Security in Singularity¶
Containers are popular for many good reasons. They are light weight, easy to spin-up and require reduced IT management resources as compared to hardware VM environments. More importantly, container technology facilitates advanced research computing by granting the ability to package software in highly portable and reproducible environments encapsulating all dependencies, including the operating system. But there are still some challenges to container security.
Singularity addresses some core missions of containers : Mobility of Compute, Reproducibility, HPC support, and Security. This section gives an overview of security features supported by Singularity, especially where they differ from other container runtimes.
Security Policy¶
Security is not a check box that one can tick and forget. Ensuring security is a ongoing process that begins with software architecture, and continues all the way through to ongoing security practices. In addition to ensuring that containers are run without elevated privileges where appropriate, and that containers are produced by trusted sources, users must monitor their containers for newly discovered vulnerabilities and update when necessary just as they would with any other software. The Singularity community is constantly probing to find and patch vulnerabilities within Singularity, and will continue to do so.
If you suspect you have found a vulnerability in Singularity, please get in touch with the Ctrl IQ team so that it can be disclosed, investigated, and fixed in an appropriate manner.
Singularity Runtime & User Privilege¶
The Singularity Runtime enforces a unique security model that makes it appropriate for untrusted users to run untrusted containers safely on multi-tenant resources. When you run a container, the processes in the container will run as your user account. Singularity dynamically writes UID and GID information to the appropriate files within the container, and the user remains the same inside and outside the container, i.e., if you’re an unprivileged user while entering the container you’ll remain an unprivileged user inside the container.
Additional blocks are in place to prevent users from escalating
privileges once they are inside of a container. The container file
system is mounted using the nosuid option, and processes are
started with the PR_NO_NEW_PRIVS flag set. This means that even if
you run sudo inside your container, you won’t be able to change to
another user, or gain root priveleges by other means. This approach
provides a secure way for users to run containers and greatly
simplifies things like reading and writing data to the host system
with appropriate ownership.
It is also important to note that the philosophy of Singularity is
Integration over Isolation. Most container run times strive to
isolate your container from the host system and other containers as
much as possible. Singularity, on the other hand, assumes that the
user’s primary goals are portability, reproducibility, and ease of use
and that isolation is often a tertiary concern.

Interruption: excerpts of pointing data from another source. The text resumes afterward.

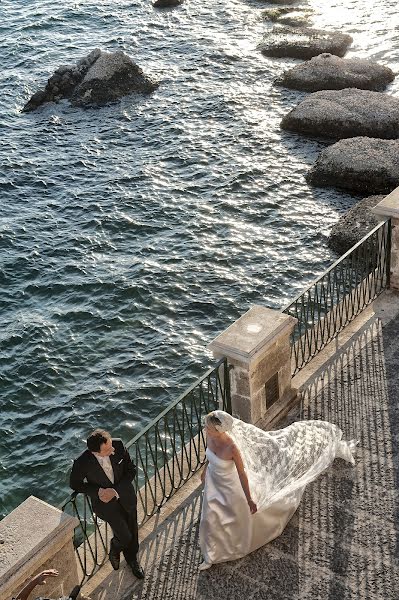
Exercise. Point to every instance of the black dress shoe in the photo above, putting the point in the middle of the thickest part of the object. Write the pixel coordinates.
(114, 558)
(136, 569)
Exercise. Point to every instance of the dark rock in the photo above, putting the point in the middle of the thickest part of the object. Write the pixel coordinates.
(166, 3)
(329, 72)
(345, 113)
(361, 164)
(354, 225)
(36, 100)
(303, 42)
(97, 79)
(281, 1)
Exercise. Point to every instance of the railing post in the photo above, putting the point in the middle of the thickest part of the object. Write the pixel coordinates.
(389, 208)
(257, 348)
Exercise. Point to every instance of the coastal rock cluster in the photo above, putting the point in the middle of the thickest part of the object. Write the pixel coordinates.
(330, 72)
(347, 104)
(352, 225)
(303, 42)
(345, 113)
(166, 3)
(96, 80)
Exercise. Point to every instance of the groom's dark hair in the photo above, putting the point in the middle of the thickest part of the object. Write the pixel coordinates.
(96, 439)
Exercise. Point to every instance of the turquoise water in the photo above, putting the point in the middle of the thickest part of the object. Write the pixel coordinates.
(132, 235)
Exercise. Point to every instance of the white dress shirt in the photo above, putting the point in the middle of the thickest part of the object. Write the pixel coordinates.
(105, 463)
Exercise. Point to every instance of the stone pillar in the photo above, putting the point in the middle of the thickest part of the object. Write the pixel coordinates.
(34, 537)
(257, 348)
(389, 207)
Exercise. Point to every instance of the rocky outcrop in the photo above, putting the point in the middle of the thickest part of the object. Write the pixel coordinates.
(166, 3)
(281, 1)
(287, 15)
(96, 80)
(329, 72)
(361, 164)
(354, 225)
(303, 42)
(345, 113)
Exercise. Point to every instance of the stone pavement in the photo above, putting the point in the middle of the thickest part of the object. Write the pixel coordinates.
(343, 542)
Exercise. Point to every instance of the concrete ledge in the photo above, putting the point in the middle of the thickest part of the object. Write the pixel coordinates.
(246, 337)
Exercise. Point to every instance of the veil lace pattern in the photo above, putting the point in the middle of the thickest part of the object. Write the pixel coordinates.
(280, 463)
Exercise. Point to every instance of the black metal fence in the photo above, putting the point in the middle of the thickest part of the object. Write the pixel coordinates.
(167, 453)
(339, 295)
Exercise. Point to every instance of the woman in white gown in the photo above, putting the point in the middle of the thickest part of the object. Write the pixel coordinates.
(254, 480)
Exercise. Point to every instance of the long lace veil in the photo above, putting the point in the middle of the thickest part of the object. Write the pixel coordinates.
(281, 463)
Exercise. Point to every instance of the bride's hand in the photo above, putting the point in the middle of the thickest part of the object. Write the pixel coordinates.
(252, 507)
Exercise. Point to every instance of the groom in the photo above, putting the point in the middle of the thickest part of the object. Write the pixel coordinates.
(105, 472)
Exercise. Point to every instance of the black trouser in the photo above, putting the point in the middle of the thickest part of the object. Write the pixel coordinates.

Therefore, Singularity
only isolates the mount namespace by default, and will bind mount
several host directories such as $HOME and /tmp into the
container at runtime. If needed, additional levels of isolation can be
achieved by passing options causing Singularity to enter any or all of
the other kernel namespaces and to prevent automatic bind mounting.
These measures allow users to interact with the host system from
within the container in sensible ways.
Singularity Image Format (SIF)¶
Ensuring container security as a continuous process. Singularity provides ways to ensure integrity throughout the lifecyle of a container, i.e. at rest, in transit and while running. The SIF Singularity Image Format has been designed to achieve these goals.

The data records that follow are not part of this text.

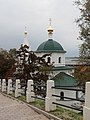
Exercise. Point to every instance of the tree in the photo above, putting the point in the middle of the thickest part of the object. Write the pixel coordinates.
(13, 52)
(83, 71)
(30, 66)
(84, 34)
(6, 65)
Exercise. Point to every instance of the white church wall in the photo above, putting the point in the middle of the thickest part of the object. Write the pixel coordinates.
(55, 59)
(67, 93)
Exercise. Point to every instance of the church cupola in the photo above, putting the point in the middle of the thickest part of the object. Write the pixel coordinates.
(26, 42)
(50, 30)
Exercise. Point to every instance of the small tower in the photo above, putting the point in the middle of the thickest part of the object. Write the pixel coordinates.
(26, 39)
(50, 30)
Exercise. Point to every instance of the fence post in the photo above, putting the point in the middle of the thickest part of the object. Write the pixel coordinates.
(29, 92)
(86, 109)
(17, 89)
(3, 85)
(0, 84)
(9, 88)
(49, 98)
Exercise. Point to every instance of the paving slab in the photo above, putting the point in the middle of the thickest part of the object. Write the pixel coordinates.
(11, 109)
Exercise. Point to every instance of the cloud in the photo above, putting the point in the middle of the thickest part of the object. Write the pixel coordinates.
(15, 15)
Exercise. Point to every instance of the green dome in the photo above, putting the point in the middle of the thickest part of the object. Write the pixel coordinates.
(50, 46)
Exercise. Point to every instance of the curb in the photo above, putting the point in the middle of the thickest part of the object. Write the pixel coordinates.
(39, 111)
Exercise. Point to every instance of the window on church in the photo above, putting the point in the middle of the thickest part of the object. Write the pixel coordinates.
(49, 60)
(59, 60)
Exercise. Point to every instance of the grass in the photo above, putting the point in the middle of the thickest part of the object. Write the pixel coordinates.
(64, 114)
(39, 104)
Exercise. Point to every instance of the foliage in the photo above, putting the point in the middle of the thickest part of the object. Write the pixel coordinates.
(13, 52)
(83, 72)
(30, 66)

A SIF file is an immutable container image that packages the container
environment into a single file. SIF supports security and integrity
through the ability to cryptographically sign a container, creating a
signature block within the SIF file which can guarantee immutability
and provide accountability as to who signed it. Singularity follows
the OpenPGP standard to create and
manage these signatures, and the keys used to create them. After
building an image with Singularity, a user can singularity sign
the container and push it to the Library along with its public PGP key
(stored in Keystore). The signature can be verified
(singularity verify) while pulling or downloading the
image. This feature makes it easy to to establish
trust in collaborations within and between teams.
In Singularity 3.4 and above, the root file system of a container (stored in the squashFS partition of SIF) can be encrypted. As a result, everything inside the container becomes inaccessible without the correct key or passphrase. Other users on the system will be able to look inside your container files. The content of the container is private, even if the SIF file is shared in public.
Unlike other container platforms where execution requires a number of
layers to be extracted to a rootfs directory on the host, Singularity
executes containers in a single step, directly from the immutable
.sif. This reduces the attack surface and allows the container to
be easily verified at runtime, to ensure it has not been tampered with.
Admin Configurable Files¶
System administrators who manage Singularity can use configuration files, to set security restrictions, grant or revoke a user’s capabilities, manage resources and authorize containers etc.
For example, the ecl.toml file allows blacklisting and whitelisting of containers.
Configuration files and their parameters are documented for administrators documented here.
cgroups support¶
Starting with v3.0, Singularity added native support for cgroups,
allowing users to limit the resources their containers consume without
the help of a separate program like a batch scheduling system. This
feature can help to prevent DoS attacks where one container seizes
control of all available system resources in order to stop other
containers from operating properly. To use this feature, a user first
creates a cgroups configuration file. An example configuration file is
installed by default with Singularity as a guide. At runtime, the
--apply-cgroups option is used to specify the location of the
configuration file to apply to the container and cgroups are
configured accordingly. More about cgroups support here.